A Juicy Guide to Businesses

POWER WOMEN 2007
Mary Luft

As early as 1979, choreographer Mary Luft, founder of Tigertail Productions, was a powerhouse on Miami’s artistic scene. As the late Miami Herald dance critic Laurie Horn once wrote: “To a small, self-selecting group of Miami arts fanatics, missing one of Mary’s ‘things’ was tantamount to a football fan missing a playoff game. Even if you didn’t like what might happen, you had to be there.”
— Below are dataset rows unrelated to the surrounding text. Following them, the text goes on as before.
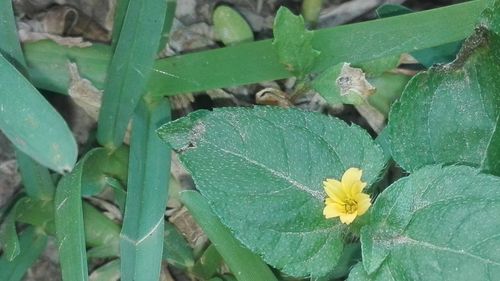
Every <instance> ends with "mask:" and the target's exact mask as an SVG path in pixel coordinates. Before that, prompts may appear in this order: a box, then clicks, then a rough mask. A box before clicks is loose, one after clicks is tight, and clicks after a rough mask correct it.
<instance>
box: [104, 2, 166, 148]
mask: <svg viewBox="0 0 500 281" xmlns="http://www.w3.org/2000/svg"><path fill="white" fill-rule="evenodd" d="M166 9H167V3H166V1H165V0H145V1H141V0H132V1H129V4H128V8H127V12H126V14H125V18H124V20H123V27H122V28H121V32H120V38H119V39H118V42H117V45H116V49H115V53H114V55H113V58H112V60H111V64H110V66H109V69H108V77H107V83H106V85H105V87H104V96H103V100H102V106H101V111H100V113H99V121H98V131H97V139H98V140H99V142H100V143H101V144H102V145H103V146H107V147H111V148H113V147H117V146H119V145H120V144H121V143H122V142H123V137H124V135H125V131H126V128H127V125H128V122H129V120H130V117H131V115H132V114H133V112H134V109H135V107H136V106H137V103H138V102H139V99H140V97H141V96H142V94H143V93H144V92H145V90H146V82H147V80H148V78H149V75H150V73H151V70H152V67H153V64H154V60H155V57H156V50H157V49H158V44H159V42H160V33H161V29H162V27H163V22H164V19H165V12H166Z"/></svg>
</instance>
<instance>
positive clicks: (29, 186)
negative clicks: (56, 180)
mask: <svg viewBox="0 0 500 281" xmlns="http://www.w3.org/2000/svg"><path fill="white" fill-rule="evenodd" d="M16 160H17V166H18V167H19V172H20V173H21V177H22V180H23V186H24V190H25V191H26V193H27V194H28V195H29V196H30V197H33V198H36V199H40V200H52V199H53V198H54V191H55V189H56V187H55V185H54V180H53V179H52V176H51V175H50V172H49V170H48V169H47V168H45V167H43V166H41V165H40V164H38V163H37V162H35V160H33V159H32V158H31V157H29V156H28V155H26V154H24V153H23V152H21V151H19V150H17V151H16Z"/></svg>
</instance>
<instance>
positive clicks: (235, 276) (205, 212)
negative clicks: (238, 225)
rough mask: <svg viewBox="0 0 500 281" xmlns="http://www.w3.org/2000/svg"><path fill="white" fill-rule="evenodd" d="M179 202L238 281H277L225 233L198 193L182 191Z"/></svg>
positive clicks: (252, 257)
mask: <svg viewBox="0 0 500 281" xmlns="http://www.w3.org/2000/svg"><path fill="white" fill-rule="evenodd" d="M181 200H182V202H183V203H184V204H185V205H186V207H187V208H188V210H189V212H190V213H191V215H192V216H193V217H194V219H195V220H196V222H197V223H198V224H199V225H200V226H201V228H202V229H203V231H204V232H205V233H206V234H207V236H208V238H209V239H210V241H212V243H213V245H214V246H215V247H216V248H217V251H218V252H219V253H220V255H221V256H222V258H224V261H225V262H226V264H227V266H228V267H229V269H230V270H231V272H232V273H233V274H234V275H235V277H236V279H237V280H238V281H255V280H266V281H277V279H276V277H275V276H274V274H273V273H272V271H271V270H270V269H269V267H268V266H267V265H266V264H265V263H264V262H263V261H262V259H261V258H260V257H259V256H258V255H256V254H254V253H252V252H251V251H250V250H248V249H246V248H245V247H243V246H242V245H241V243H240V242H238V240H236V238H234V236H233V235H232V234H231V232H230V231H229V229H228V228H227V227H225V226H224V225H223V224H222V223H221V222H220V221H219V219H218V218H217V216H216V215H215V214H214V213H213V212H212V210H211V208H210V205H209V203H208V201H207V199H205V198H204V197H203V196H201V194H199V193H198V192H195V191H185V192H183V193H182V194H181Z"/></svg>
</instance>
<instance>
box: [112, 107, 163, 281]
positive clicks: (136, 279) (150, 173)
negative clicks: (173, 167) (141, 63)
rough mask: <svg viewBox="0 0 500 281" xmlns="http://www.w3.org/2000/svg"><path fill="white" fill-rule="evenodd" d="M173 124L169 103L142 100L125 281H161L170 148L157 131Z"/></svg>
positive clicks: (136, 118)
mask: <svg viewBox="0 0 500 281" xmlns="http://www.w3.org/2000/svg"><path fill="white" fill-rule="evenodd" d="M168 120H170V104H169V102H168V99H164V98H161V99H158V100H154V101H152V100H146V99H141V101H140V102H139V106H138V107H137V110H136V112H135V114H134V118H133V120H132V134H131V139H130V146H131V147H130V161H129V170H130V171H131V172H130V173H129V175H128V186H127V199H126V205H125V214H124V219H123V228H122V232H121V234H120V253H121V254H120V256H121V272H122V277H121V278H122V280H124V281H126V280H134V281H141V280H158V278H159V277H160V267H161V261H162V250H163V231H164V227H163V224H164V220H165V219H164V212H165V208H166V203H167V194H168V182H169V176H170V147H169V146H167V145H165V144H164V143H163V142H162V141H161V139H160V138H159V137H158V135H157V134H156V129H157V128H158V127H159V126H160V125H161V124H163V123H164V122H166V121H168Z"/></svg>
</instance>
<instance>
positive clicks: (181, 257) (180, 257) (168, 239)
mask: <svg viewBox="0 0 500 281" xmlns="http://www.w3.org/2000/svg"><path fill="white" fill-rule="evenodd" d="M163 259H164V260H166V261H168V263H169V264H171V265H173V266H175V267H178V268H183V269H186V268H189V267H192V266H193V265H194V256H193V250H192V249H191V248H190V247H189V245H188V243H187V242H186V239H184V237H182V234H180V233H179V231H178V230H177V228H175V226H174V225H173V224H171V223H169V222H165V232H164V239H163Z"/></svg>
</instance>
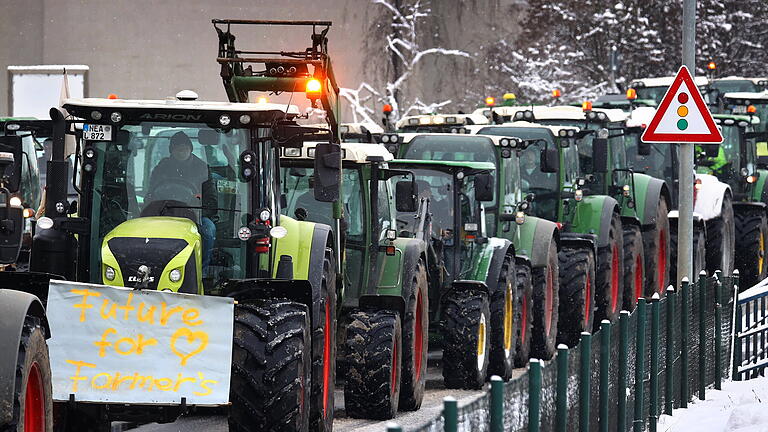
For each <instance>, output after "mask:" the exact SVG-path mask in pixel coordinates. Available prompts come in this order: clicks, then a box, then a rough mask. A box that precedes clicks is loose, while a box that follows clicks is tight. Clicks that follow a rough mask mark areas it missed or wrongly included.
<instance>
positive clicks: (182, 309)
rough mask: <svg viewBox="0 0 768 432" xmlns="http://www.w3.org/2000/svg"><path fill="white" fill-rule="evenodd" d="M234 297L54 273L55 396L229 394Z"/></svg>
mask: <svg viewBox="0 0 768 432" xmlns="http://www.w3.org/2000/svg"><path fill="white" fill-rule="evenodd" d="M233 304H234V302H233V300H232V299H231V298H224V297H209V296H198V295H190V294H176V293H170V292H159V291H151V290H147V291H134V290H131V289H126V288H116V287H108V286H104V285H91V284H83V283H73V282H65V281H53V280H52V281H51V283H50V287H49V293H48V309H47V312H48V322H49V324H50V326H51V333H52V335H53V337H52V338H51V339H50V340H49V342H48V349H49V352H50V357H51V372H52V378H53V398H54V400H68V399H69V395H70V394H74V395H75V400H77V401H83V402H115V403H136V404H179V403H180V402H181V398H182V397H184V398H186V399H187V403H188V404H191V405H221V404H226V403H227V402H229V378H230V370H231V361H232V325H233V323H232V321H233V315H234V311H233V308H234V306H233Z"/></svg>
Back then, Luft and Tigertail focused on “importing” art into the virtually nonexistent Greater Miami art scene. But after Hurricane Andrew in 1992, Tigertail focused on what they called “bringing the new.”

 “Our focus is still on the new — work that reflects current directions and thinking in art,” Luft said. “We bring in artists from outside of Miami, but they are woven into our ‘made in Miami’ approach.”

And so Tigertail’s mission and scope evolved. With Luft at the helm, the organization doesn’t merely produce cutting-edge dance performances, concerts, poetry readings and visual performance art; it also creates educational and literary programs. For example, Tigertail now publishes an annual collection of poetry written by those “in our community and beyond” within a 72-page Tigertail, A South Florida Poetry Annual book. Tigertail’s Wordspeak program educates 1,000 teenagers plucked from Miami-Dade schools in art and spoken-word forms. It also administers Artist Access, a program run by the Miami-Dade County Department of Cultural Affairs that hands out small grants to individual local artists.

Miami-Dade has changed since Luft founded Tigertail. Other arts groups have come and gone in the last 28 years, but Luft and her organization have evolved and developed a solid reputation. The “small, self-selecting group of Miami arts fanatics” is not so small anymore.